The value of zone management goes beyond cutting input costs; it also allows farmers to effectively focus inputs and attention.
If you don’t have background information on a field, then grid-based management does the job, says Brad Beutke, who helps with the Farm Journal Test Plots and farms near Clinton, Ill. “But if you have yield history, calibrated yields maps, soil surveys, elevation maps or aerial imagery, for example, then it’s worth the effort to take advantage of the data.”
Instead of trying to randomize out variability with a super-imposed grid, zone management uses historical data and experience to pave a path. Regardless of where you are on the technology adoption curve, zone management is beneficial.
Build your foundation for zone management based on soil characteristics. Take into account soil variables such as texture, slope, depth, organic matter, fertility, cation exchange capacity (CEC), pH, drainage and density layers. In most cases, a free soil survey map found online provides a starting point to identify the variability of these factors.
Field management zones should be based on soil information and further refined using data from calibrated yield maps, normalized difference vegetation index (NDVI) maps, aerial imagery and remote sensing.
Use the data to manually draw zones on maps before moving to software. The manual process allows you to ground truth your zones.
“Be careful identifying man-made yield zones,” Beutke notes. “A computer doesn’t know the difference between a spot where yield dropped because an operator made a mistake with the planter versus a natural yield change. Farmers and agronomists with boots on the ground do know, though.”
Start by looking for zones that repeat themselves year after year. It generally takes three to five years of data collection to accurately establish zones. The result should be zones that range from three acres to seven acres. Zones can be merged back together in the future if variability doesn’t continue to present itself.

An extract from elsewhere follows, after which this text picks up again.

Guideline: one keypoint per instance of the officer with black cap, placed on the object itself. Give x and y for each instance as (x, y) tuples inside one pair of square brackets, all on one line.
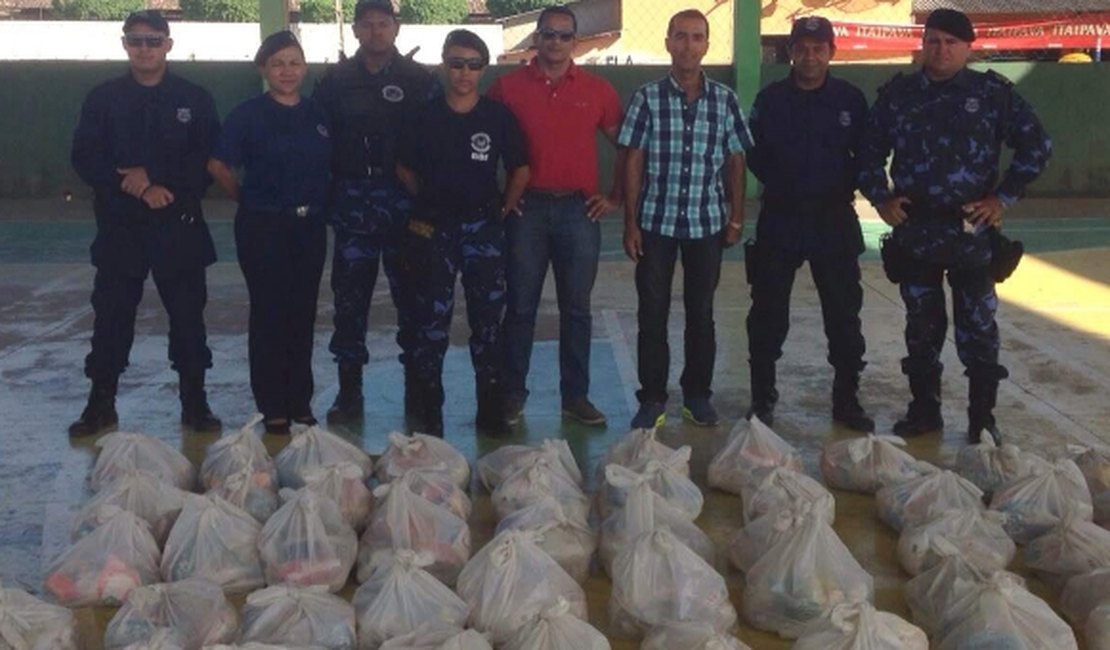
[(142, 143), (806, 130), (946, 125)]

Once you create management zones, pull soil samples from each zone. The samples should show little variability within the zone, and the CEC, organic matter and fertility should be consistent across zones.
Well-defined and -verified management zones lay the groundwork for variable-rate technology (VRT). “Management zones are a farmer’s guide to variable-rate farming,” Beutke says. “You can manage all your prescriptions—dry fertilizer, nitrogen, plant population and hybrids—based off zone management systems.”
“Farmers want variable-rate population and nitrogen, but until management zones are established, there’s no good way for those to work,” adds Missy Bauer, Farm Journal Associate Field Agronomist.
When it comes to VRT, plant spacing must be perfect and higher ear counts demand uniformity. “If your plant spacing is a train wreck, don’t move forward with variable rate because you’ll change your populations, but it won’t impact your ear counts,” Bauer says.
Using zone management is a journey—not a destination. The more effort you invest in verifying management zones, the greater the payback to your bottom line.